Sunday, May 29, 2011

Fluid Boluses Increase Mortality In Children

...or, at least, that's the gist of the New England Journal Article making rounds in the news.

And, while a close reading of the article doesn't offer great support for harm, it certainly supports saying that albumin, saline, or nothing were equivalent.

The absolute difference in survival was 3% - and, looking at the demographic breakdown, there were 2-3% differences or trends in favor of the control group regarding dehydration, acidemia, base-deficit, and bacteremia.  Enough that it lets me cling in denial to standard practice and teaching here in the U.S., in addition to whatever you want to say about external validity of a study in resource-poor settings in Africa.
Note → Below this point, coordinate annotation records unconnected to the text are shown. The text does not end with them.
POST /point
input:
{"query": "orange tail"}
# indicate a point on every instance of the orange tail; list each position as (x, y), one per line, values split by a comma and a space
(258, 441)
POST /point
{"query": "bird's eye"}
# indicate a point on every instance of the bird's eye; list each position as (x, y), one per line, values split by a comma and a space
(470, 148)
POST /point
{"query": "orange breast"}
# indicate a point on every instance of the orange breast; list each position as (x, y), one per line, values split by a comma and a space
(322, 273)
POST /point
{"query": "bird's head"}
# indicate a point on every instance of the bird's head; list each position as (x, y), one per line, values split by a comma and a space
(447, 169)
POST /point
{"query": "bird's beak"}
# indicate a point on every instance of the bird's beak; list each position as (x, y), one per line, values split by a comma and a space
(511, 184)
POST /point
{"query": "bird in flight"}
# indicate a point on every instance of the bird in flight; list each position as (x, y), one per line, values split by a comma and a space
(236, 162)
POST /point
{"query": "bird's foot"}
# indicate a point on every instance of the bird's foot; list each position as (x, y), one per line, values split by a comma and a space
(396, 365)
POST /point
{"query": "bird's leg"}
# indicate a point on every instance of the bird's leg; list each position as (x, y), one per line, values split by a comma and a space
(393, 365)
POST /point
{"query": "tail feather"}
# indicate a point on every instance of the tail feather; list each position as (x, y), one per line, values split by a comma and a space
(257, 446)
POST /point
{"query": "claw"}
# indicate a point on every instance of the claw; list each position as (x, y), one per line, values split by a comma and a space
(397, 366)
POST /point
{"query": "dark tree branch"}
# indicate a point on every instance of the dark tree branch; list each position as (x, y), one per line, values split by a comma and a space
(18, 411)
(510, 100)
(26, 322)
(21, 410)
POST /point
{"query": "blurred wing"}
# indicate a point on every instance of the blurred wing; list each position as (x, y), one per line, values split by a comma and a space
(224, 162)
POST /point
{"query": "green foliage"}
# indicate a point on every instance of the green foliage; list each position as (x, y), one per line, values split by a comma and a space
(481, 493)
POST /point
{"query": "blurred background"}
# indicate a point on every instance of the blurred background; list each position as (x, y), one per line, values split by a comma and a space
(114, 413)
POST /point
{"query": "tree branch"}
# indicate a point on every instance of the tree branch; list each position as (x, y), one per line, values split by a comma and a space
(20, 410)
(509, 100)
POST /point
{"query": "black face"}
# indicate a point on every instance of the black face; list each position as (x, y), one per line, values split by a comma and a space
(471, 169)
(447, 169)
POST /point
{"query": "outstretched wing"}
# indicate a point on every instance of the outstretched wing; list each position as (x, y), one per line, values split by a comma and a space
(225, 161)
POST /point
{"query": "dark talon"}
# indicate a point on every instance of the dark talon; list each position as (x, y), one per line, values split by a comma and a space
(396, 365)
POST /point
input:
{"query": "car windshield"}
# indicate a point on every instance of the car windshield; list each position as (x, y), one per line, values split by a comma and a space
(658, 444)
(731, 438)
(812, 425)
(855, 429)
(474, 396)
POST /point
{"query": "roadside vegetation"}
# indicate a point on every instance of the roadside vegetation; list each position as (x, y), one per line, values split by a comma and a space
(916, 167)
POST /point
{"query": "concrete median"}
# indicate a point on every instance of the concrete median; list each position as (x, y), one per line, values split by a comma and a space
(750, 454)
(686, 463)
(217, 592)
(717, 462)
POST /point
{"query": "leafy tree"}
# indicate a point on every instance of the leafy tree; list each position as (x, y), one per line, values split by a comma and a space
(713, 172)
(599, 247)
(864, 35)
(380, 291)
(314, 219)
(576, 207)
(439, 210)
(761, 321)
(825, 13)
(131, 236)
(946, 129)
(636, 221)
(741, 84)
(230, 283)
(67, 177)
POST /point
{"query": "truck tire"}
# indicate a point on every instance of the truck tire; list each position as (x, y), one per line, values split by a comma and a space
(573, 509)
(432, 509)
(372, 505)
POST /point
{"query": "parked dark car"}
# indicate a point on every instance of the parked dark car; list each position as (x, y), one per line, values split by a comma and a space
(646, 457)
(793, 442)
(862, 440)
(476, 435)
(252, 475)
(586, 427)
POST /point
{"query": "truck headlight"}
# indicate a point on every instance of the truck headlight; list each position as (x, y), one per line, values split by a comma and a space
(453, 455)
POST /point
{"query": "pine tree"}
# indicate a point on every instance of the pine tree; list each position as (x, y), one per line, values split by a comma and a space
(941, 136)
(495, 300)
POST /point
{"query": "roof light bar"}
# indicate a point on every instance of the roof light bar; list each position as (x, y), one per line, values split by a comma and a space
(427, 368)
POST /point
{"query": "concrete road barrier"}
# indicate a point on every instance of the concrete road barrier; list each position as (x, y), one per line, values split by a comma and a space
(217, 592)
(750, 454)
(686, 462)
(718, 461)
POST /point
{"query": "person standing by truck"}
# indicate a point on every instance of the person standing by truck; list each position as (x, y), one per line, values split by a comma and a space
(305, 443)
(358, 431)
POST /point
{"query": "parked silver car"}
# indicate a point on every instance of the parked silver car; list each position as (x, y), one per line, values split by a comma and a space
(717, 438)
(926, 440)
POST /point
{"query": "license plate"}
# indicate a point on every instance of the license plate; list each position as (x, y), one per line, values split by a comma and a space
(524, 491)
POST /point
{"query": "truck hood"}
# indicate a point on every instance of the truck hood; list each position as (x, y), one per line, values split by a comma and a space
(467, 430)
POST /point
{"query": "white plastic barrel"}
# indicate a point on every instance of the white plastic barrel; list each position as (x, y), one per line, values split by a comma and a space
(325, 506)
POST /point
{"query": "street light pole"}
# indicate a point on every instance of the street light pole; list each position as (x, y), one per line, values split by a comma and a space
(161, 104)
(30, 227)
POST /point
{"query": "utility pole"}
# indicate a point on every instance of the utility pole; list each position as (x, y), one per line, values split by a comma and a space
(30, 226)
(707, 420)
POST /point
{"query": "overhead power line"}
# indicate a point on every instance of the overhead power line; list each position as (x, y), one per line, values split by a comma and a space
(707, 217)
It is an odd and unexpected finding, so say the least.  The authors attribute at least part of the unusual discovery to the high percentage of malaria cases they treated, and that fluid resuscitation in malaria is controversial - but regardless, this is going to be a frequently discussed study on the Pediatric Critical Care side of things for some time.  I also expect follow-up confirmatory studies to be a tough sell to U.S. IRBs.